The Court cited specific examples that directly refuted Teva’s claim of not tracking the prescription numbers of paid speakers, including: (1) a slide deck which showed that Teva tracked prescriptions at speaker programs; (2) testimony of a former employee who said that “Teva carefully tracked . . . data detailing the prescribing habits” for Azilect and Copaxone for physicians who participated in the speaker programs; and (3) a “Field Activity Report” which contained detailed prescribing information and identified those same prescribers as paid speakers.  The Court observed that other examples of Teva’s efforts to track prescriptions written by paid speakers “abound in the record.”

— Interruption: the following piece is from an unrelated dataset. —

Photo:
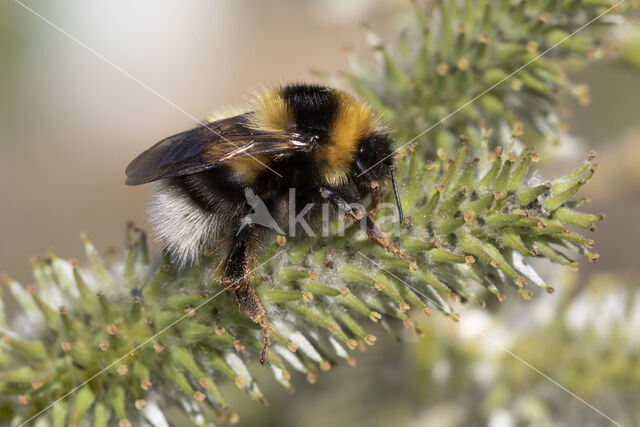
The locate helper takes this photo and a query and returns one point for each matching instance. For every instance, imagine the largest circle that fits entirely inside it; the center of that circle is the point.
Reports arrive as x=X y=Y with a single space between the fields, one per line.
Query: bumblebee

Teva also claimed that the payments its speakers represented fair market value.  According to Teva, the fact that it did make any “excess payments” prohibited the Court from inferring that those payments were intended to induce physicians to write more prescriptions.  The Court rejected Teva’s argument on two grounds.  First, the evidence did not conclusively demonstrate that Teva paid fair market value to all of the speakers during the relevant time period.  Second, the Court flatly rejected Teva’s contention that the relators must demonstrate that Teva paid its speakers at a rate higher than other pharmaceutical companies.  Instead, the Court cited to the relators’ argument that any payments to speakers in connection with the sham speaker program exceeded fair market value.

Post-Escobar Materiality

The Court’s denial of Teva’s summary judgment motion is particularly significant in light of the U.S. Supreme Court’s decision in Universal Health Servs., Inc. v. United States ex rel. Escobar, 136 S. Ct. 1989, 1996 (U.S. 2016).  Escobar emphasized the materiality requirement of the FCA and characterized the standard as “demanding.” Despite these pronouncements, the Supreme Court did not articulate a clear materiality standard.

The Escobar decision nonetheless affirmed that an implied false certification theory of liability under the FCA is viable “at least where” the defendant (1) made specific representations about the goods or services provided and (2) failed to disclose noncompliance with material statutory, regulatory, or contractual requirements that renders those specific representations misleading or false.